Aidan Hehir, reader in International Relations at the Department of Politics and International Relations at the University of Westminster, says that Britain’s contribution to the crisis has been “paltry”, with the figure that Prime Minister David Cameron committed to, of 20,000 people over five years, equating to each UK city taking in five refugees per month.
It’s also worth bearing in mind that Europe as a whole has only taken in 5% of all the refugees having fled conflict zones – the remaining 95% going to surrounding countries.
It’s worth bearing in mind that Europe as a whole has only taken in 5% of all the refugees having fled conflict zones – the remaining 95% going to surrounding countries.
Whether Fatima made it to a safe place, and in what state of health, the doctors at Idomeni will never know. The number of people like her fleeing Iraq and Syria is on the rise, and showing no sign of slowing down. Every day the people smugglers send men, women and children out into the choppy waters of the Mediterranean; every day some of them drown.
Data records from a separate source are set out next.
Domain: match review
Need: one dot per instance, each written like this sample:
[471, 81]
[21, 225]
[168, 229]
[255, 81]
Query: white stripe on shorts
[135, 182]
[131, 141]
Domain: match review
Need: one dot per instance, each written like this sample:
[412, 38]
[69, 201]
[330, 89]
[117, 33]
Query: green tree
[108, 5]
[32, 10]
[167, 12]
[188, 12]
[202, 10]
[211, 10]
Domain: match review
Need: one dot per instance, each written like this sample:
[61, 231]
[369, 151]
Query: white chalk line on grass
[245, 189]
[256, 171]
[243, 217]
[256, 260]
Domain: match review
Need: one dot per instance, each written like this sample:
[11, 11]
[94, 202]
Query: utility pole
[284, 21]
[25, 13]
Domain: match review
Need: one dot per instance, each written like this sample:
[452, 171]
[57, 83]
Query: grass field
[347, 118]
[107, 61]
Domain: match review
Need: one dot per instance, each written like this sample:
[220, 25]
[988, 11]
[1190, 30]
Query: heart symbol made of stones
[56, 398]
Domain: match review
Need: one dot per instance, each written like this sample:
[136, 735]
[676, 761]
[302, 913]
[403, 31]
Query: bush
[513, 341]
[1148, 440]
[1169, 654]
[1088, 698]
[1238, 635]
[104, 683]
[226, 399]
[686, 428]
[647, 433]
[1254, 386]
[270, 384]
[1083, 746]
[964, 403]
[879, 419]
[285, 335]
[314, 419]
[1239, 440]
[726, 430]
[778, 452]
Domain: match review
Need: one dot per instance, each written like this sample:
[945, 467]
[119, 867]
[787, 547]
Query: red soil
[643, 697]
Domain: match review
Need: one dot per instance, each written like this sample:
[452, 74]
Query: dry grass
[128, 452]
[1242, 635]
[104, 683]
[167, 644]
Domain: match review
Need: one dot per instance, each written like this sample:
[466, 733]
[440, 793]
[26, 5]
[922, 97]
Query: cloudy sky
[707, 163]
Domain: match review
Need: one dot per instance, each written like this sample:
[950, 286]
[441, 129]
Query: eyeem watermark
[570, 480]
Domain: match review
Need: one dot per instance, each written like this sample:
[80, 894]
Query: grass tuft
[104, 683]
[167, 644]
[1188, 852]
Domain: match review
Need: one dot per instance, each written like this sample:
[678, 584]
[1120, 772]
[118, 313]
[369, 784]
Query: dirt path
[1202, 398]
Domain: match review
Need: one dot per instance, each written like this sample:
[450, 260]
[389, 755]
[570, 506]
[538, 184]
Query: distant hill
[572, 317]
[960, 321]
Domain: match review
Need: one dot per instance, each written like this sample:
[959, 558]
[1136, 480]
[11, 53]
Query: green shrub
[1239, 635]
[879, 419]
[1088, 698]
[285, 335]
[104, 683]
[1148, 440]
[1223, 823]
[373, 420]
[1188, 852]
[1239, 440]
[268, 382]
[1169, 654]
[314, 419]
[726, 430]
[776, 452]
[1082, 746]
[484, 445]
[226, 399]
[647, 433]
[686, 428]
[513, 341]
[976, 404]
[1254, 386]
With winter approaching just as the political climate becomes much colder, the plight of a desperate people becomes more bleak every day. A further hardening of attitudes to refugees in the wake of the Paris attacks could leave aid camps dangerously overcrowded and unmanageable for the organisations operating there, and ultimately leave more people stuck in the Middle East within the clutches of ISIS.
To prevent a medical crisis unfolding this winter, coordinated political action needs to happen. Western governments must honour their commitments in the 1951 Refugee Convention; safe passage out of conflict zones must be enabled; people must not be denied their basic human rights to medical aid and shelter; and a pernicious right-wing movement that seeks to exploit the tragedies in Paris to cut refugees off from safety must not be allowed to prevail.
And through it all, medical agencies and other aid organisations need the maximum support from western governments and populations. If they don’t get it a desperate situation could become steadily worse, as the long hard winter rolls on.